The Dachshund dog breed consists of three varieties in terms of coat. It could be smooth haired, long haired or wire haired. The last variety is quite rare and requires professional grooming. Basically, wire haired coat consists of a thick outer coat and a short and soft undercoat. On the other hand, a smooth haired Dachshund requires regular and moderate amount of brushing on a weekly basis to maintain the coat in perfect glossy condition.
The long haired Dachshund dog breed comes with more responsibility and requires daily brushing and combing of the sleek and wavy hair. These dogs shed moderately. They are usually clean and not smelly. So, they can be bathed occasionally. Though, their long ears should be cleaned regularly to prevent ear infections.
This breed of dogs is adventurous, curious, friendly, outgoing, brave and clever. Dachshunds are lively, intuitive, affectionate and smart dogs that like to be involved in the activities of their owners. Usually, they are neither aggressive nor timid. They get along well with other pets in the house. Though, they should not be kept with large dogs as this dog breed is quite fragile and might get injured while playing with a large dog.
They can be good companions for older children, provided they are socialized beforehand. Children should also be given prior instructions in terms of handling these dogs. A Dachshund makes for a good though noisy watchdog. They can be independent to the extent of stubbornness and try to dictate terms to the owner. The task of training and housebreaking might become a bit difficult in such cases.

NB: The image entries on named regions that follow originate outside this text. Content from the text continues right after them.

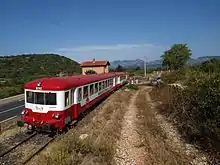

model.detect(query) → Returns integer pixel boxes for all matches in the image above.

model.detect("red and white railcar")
[18,72,127,133]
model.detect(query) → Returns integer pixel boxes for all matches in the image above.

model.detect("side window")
[65,91,70,106]
[83,86,88,99]
[35,92,45,105]
[102,81,105,89]
[90,84,94,96]
[110,79,113,86]
[107,80,110,87]
[71,89,75,104]
[78,88,82,101]
[94,83,99,93]
[26,91,34,103]
[99,82,102,91]
[45,93,57,105]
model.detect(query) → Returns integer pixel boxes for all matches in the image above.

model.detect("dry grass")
[0,116,20,134]
[136,87,189,165]
[29,90,132,165]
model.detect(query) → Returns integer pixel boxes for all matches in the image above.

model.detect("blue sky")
[0,0,220,62]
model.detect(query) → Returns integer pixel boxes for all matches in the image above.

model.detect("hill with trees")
[0,54,81,99]
[152,44,220,164]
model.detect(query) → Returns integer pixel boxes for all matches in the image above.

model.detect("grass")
[136,87,189,165]
[148,86,219,164]
[33,90,132,165]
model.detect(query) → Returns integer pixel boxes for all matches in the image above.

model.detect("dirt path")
[115,91,145,165]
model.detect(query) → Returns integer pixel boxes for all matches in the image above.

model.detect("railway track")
[21,137,55,165]
[0,132,56,165]
[0,132,37,158]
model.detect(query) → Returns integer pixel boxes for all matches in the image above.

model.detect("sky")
[0,0,220,62]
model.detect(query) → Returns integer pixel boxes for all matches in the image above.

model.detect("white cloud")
[56,44,160,52]
[55,43,165,62]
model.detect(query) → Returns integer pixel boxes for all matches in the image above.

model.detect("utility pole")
[144,56,147,78]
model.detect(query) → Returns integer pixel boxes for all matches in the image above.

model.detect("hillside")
[110,56,220,68]
[0,54,80,98]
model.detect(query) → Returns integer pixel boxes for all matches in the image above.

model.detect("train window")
[102,81,105,89]
[78,88,82,101]
[104,80,107,89]
[110,79,113,86]
[90,84,94,96]
[83,86,88,99]
[35,92,45,104]
[99,82,102,91]
[94,83,99,93]
[26,91,34,103]
[65,91,70,106]
[71,89,74,104]
[45,93,57,105]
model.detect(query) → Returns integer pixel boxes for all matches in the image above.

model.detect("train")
[17,72,128,132]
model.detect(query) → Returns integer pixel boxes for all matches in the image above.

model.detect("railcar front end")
[18,89,70,131]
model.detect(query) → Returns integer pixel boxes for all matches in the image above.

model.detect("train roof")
[24,72,126,91]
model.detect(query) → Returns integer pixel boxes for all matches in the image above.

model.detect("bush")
[159,61,220,151]
[125,84,139,90]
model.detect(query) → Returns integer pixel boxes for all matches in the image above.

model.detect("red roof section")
[24,72,126,91]
[81,60,110,67]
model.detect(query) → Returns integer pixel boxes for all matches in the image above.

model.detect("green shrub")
[160,64,220,153]
[125,84,139,90]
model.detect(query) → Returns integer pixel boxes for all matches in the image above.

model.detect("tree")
[161,44,192,70]
[115,65,125,72]
[85,69,96,75]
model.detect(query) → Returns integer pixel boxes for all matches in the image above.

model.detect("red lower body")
[21,83,125,130]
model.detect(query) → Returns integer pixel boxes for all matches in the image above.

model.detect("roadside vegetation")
[151,42,220,164]
[0,54,80,99]
[31,90,133,165]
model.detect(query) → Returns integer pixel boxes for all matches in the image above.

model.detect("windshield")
[26,91,57,105]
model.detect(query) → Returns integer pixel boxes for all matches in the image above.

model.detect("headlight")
[21,110,28,115]
[52,114,61,119]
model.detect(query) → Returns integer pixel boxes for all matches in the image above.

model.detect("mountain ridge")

They like to play games like swimming, hide and seek, fetching and other similar games. Although, the fetching game might remain incomplete as a Dachshund will typically run after the toy and hold it but will forget to bring it back to you. Besides, digging is their natural instinct. These lively, small dogs do well in apartment situation. Daily walks, preferably, two times in a day and lively play sessions can help meet the exercise needs of your Dachshund even if you do not have a yard.